This section compares MAE, RMSE, and $R^2$ across Linear, XGBoost, and Deep MLP. It also visualizes MAE vs RMSE to discuss bias vs variance.

Note: By default, this notebook **loads saved models** from `reports/models/` to avoid retraining and hyperparameter confusion.

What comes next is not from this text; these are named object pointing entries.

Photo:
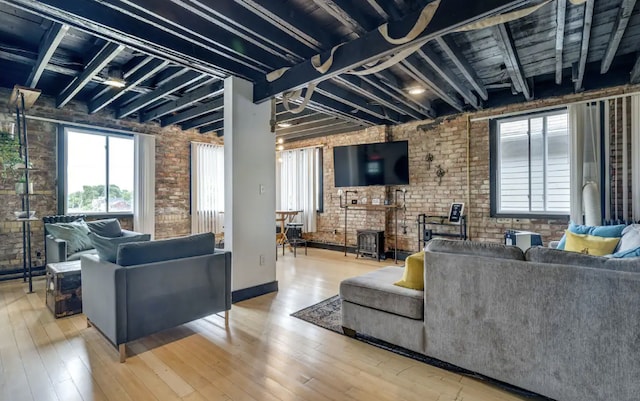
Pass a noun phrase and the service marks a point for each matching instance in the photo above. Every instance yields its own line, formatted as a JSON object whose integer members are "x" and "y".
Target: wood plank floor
{"x": 264, "y": 355}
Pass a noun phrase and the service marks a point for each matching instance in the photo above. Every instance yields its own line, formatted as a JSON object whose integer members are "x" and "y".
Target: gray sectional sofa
{"x": 560, "y": 324}
{"x": 155, "y": 285}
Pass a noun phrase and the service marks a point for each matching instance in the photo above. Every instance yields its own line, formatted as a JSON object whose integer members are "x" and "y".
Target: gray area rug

Set `LOAD_MODELS_IF_AVAILABLE = False` to retrain.


In [None]:
SEED = 42
TUNE_MODE = "off"  # used only if training is required
LOAD_MODELS_IF_AVAILABLE = True

MODELS_DIR = ROOT / "reports" / "models"
MODEL_PATHS = {
    "Linear": MODELS_DIR / "linear.joblib",
    "XGBoost": MODELS_DIR / "xgboost.joblib",
    "Deep MLP": MODELS_DIR / "deep_mlp.joblib",
}

split_config = SplitConfig(test_rounds=6)
df, metadata = load_dataset()
train_df, val_df, trainval_df, test_df, features = prepare_features(df, metadata, split_config=split_config)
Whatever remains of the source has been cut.